Ich weiß, dass ich immer zurück nach Hause kommen kann, wenn ich meine Stille suche.

Jonas:
Fühlst du dich hier dennoch zuhause?

Franziska:
Absolut. Ich bin ein sehr wasserbezogener Mensch, daher könnte ich auch nie in einer Stadt leben, in der es nicht viel Wasser gibt. Und ganz egal, wohin es mich verschlägt: Ich weiß, dass ich immer zurück nach Hause kommen kann, wenn ich meine Stille suche. Und das liebe ich sehr.

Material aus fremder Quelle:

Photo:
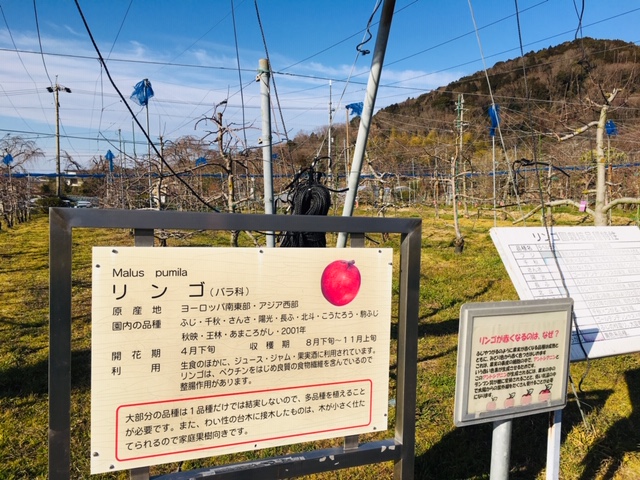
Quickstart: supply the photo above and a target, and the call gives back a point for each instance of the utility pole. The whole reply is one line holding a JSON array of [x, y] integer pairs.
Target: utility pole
[[264, 74], [56, 91], [459, 241]]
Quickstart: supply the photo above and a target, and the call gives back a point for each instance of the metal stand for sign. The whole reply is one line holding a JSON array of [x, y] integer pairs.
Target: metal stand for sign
[[400, 449]]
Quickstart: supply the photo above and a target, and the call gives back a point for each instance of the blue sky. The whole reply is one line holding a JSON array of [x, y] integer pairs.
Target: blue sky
[[189, 50]]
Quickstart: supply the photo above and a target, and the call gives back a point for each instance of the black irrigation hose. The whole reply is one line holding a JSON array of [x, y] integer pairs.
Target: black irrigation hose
[[308, 197]]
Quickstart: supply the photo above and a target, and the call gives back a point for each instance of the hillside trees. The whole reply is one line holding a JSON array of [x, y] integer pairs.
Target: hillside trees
[[16, 190]]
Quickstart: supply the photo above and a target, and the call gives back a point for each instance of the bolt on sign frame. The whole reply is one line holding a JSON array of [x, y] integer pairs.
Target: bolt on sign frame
[[399, 449]]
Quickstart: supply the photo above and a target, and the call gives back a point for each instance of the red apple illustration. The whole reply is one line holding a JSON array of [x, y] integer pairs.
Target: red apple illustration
[[510, 401], [340, 282], [545, 395]]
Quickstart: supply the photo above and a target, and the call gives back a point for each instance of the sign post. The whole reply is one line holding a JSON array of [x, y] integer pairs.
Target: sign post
[[513, 360]]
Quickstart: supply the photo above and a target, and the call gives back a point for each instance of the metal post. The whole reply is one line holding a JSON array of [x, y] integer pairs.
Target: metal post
[[263, 77], [367, 112], [500, 450], [56, 91], [553, 446]]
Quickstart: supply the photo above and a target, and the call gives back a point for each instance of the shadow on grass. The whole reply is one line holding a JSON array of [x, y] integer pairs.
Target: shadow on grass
[[622, 437], [465, 452], [25, 380]]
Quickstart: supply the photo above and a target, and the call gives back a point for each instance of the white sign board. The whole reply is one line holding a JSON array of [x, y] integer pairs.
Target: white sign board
[[513, 359], [198, 352], [598, 267]]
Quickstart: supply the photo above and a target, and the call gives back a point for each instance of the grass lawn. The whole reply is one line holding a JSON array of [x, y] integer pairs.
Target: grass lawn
[[601, 423]]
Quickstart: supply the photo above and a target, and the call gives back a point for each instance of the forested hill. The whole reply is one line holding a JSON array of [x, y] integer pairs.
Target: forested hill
[[553, 90]]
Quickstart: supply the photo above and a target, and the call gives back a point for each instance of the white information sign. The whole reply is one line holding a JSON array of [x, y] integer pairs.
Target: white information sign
[[198, 352], [513, 359], [598, 267]]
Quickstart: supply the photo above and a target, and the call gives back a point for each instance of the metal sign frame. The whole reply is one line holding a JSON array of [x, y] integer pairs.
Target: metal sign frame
[[522, 347], [400, 448]]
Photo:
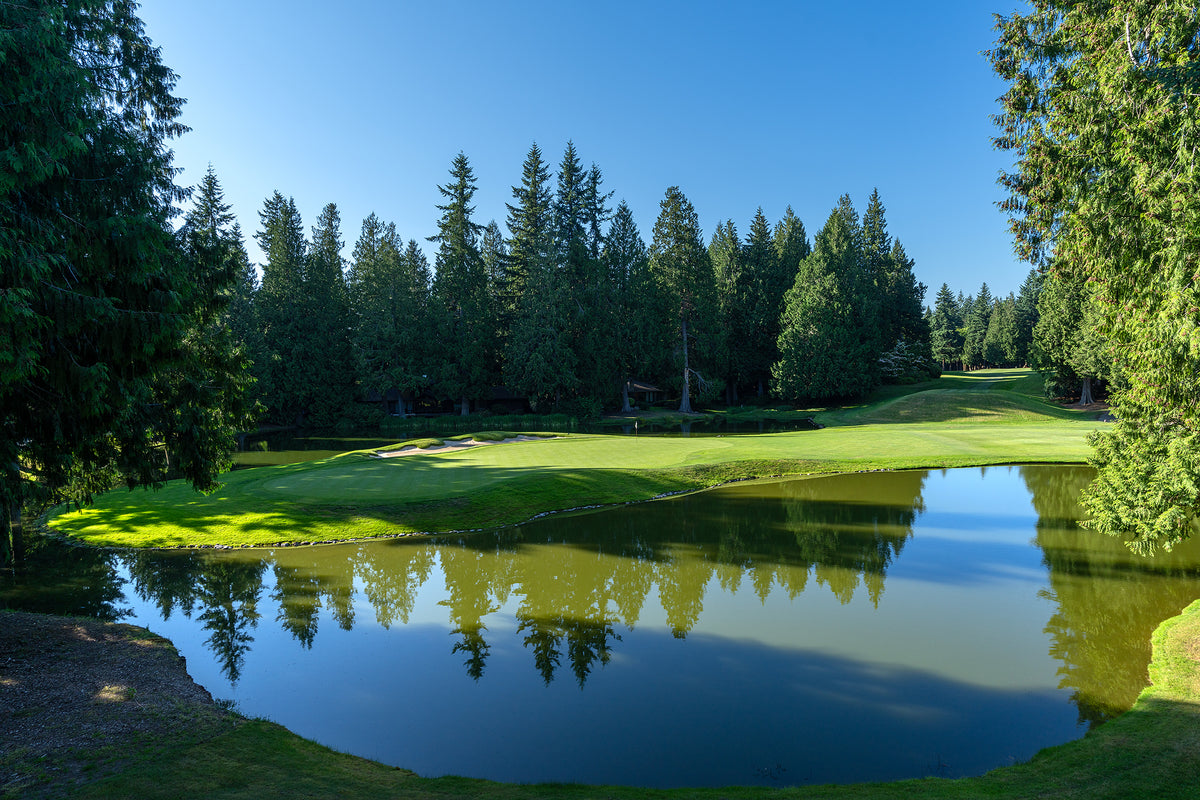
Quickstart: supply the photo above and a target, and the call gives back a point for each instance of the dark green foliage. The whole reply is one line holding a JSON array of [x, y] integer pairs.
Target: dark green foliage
[[976, 316], [1025, 316], [389, 292], [305, 317], [946, 340], [640, 311], [465, 368], [683, 274], [791, 246], [328, 360], [1068, 347], [105, 370], [733, 299], [285, 248], [901, 298], [829, 342], [1000, 341], [768, 282], [1101, 119], [531, 233]]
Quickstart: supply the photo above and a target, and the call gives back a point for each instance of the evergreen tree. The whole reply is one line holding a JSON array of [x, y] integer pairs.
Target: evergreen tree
[[1068, 349], [946, 341], [682, 271], [99, 349], [213, 244], [905, 299], [1025, 316], [595, 211], [465, 366], [901, 296], [285, 248], [732, 352], [827, 346], [595, 326], [389, 299], [792, 247], [496, 256], [1000, 342], [529, 226], [1099, 115], [639, 308], [975, 318], [327, 360], [767, 287]]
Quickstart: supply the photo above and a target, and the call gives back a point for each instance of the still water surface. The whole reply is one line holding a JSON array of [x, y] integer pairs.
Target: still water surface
[[839, 629]]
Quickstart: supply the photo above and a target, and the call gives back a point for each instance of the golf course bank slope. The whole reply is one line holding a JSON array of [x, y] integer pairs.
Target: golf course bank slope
[[955, 422]]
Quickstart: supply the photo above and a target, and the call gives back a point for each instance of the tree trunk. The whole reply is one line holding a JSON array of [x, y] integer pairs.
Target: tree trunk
[[10, 535], [685, 401], [1085, 395]]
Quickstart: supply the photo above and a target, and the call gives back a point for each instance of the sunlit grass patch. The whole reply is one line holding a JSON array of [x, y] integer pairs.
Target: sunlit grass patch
[[360, 494]]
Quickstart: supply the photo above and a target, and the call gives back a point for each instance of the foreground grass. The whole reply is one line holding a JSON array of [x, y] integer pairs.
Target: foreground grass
[[985, 417], [1152, 751]]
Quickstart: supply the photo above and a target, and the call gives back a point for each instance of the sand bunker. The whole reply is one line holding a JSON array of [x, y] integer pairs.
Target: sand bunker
[[457, 444]]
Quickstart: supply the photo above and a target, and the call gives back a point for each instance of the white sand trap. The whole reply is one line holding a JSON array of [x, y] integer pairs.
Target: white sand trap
[[453, 445]]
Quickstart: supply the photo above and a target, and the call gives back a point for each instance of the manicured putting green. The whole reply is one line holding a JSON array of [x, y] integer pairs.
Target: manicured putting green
[[973, 421]]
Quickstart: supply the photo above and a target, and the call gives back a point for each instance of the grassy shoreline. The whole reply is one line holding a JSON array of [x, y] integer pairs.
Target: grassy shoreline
[[973, 420], [984, 419], [1152, 751]]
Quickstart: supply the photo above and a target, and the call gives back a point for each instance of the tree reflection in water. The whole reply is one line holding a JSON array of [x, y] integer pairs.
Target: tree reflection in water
[[1109, 601], [575, 588], [579, 581]]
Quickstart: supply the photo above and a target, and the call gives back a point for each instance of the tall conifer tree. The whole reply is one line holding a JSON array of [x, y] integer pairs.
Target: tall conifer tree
[[828, 344], [681, 268], [285, 248], [328, 360], [767, 286], [640, 312], [466, 365]]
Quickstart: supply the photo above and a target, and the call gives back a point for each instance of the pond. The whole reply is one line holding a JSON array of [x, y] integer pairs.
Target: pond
[[287, 446], [851, 627]]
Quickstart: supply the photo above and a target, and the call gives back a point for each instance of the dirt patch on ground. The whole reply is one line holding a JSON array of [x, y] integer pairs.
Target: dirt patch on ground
[[81, 698]]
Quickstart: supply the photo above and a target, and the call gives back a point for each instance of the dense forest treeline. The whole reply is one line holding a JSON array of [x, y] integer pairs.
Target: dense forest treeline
[[567, 307], [570, 308]]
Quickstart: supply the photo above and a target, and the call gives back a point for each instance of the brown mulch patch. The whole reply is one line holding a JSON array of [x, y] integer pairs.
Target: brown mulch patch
[[81, 698]]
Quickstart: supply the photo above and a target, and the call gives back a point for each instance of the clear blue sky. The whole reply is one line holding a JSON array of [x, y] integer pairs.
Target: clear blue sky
[[365, 103]]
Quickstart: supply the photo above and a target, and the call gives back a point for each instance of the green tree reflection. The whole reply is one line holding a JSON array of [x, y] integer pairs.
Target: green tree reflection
[[1108, 600], [55, 578], [576, 579], [226, 591]]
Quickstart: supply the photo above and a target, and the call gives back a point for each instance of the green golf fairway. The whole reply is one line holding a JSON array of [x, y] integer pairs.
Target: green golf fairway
[[359, 494]]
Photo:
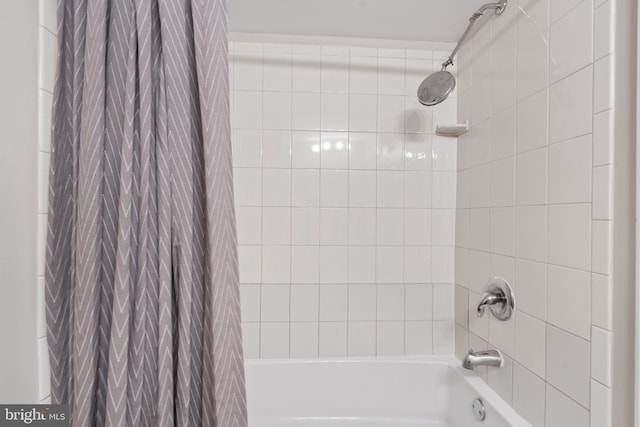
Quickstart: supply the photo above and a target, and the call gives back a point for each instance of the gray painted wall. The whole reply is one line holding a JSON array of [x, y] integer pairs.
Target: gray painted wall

Langsam legt sich die Dämmerung über den Hafen, wir beenden unser Gespräch. Für eine Weile noch beobachten wir die unermüdlichen Containerkräne, die fleißig ihre Arbeit verrichten. Unzählige Scheinwerfer erleuchten jetzt die vielen Ozeanriesen, deren stählerne Bäuche im Akkord geleert und wieder befüllt werden. In Kürze werden sie wieder aufbrechen in die Ferne und irgendwann am Horizont verschwinden.

Ein freundliches Lächeln breitet sich über Franziskas Gesicht aus, ihre blaugrünen Augen wirken wach und entschlossen. Auch für sie scheint von dieser Ecke Deutschlands die große weite Welt zum Greifen nah.

Wen die Sehnsucht packt und wer von Abenteuerlust beflügelt wird, der sollte losziehen in die Ferne.

Man muss ja nicht am Horizont verschwinden wie die großen Schiffe.

Und zurückkommen kann man immer noch.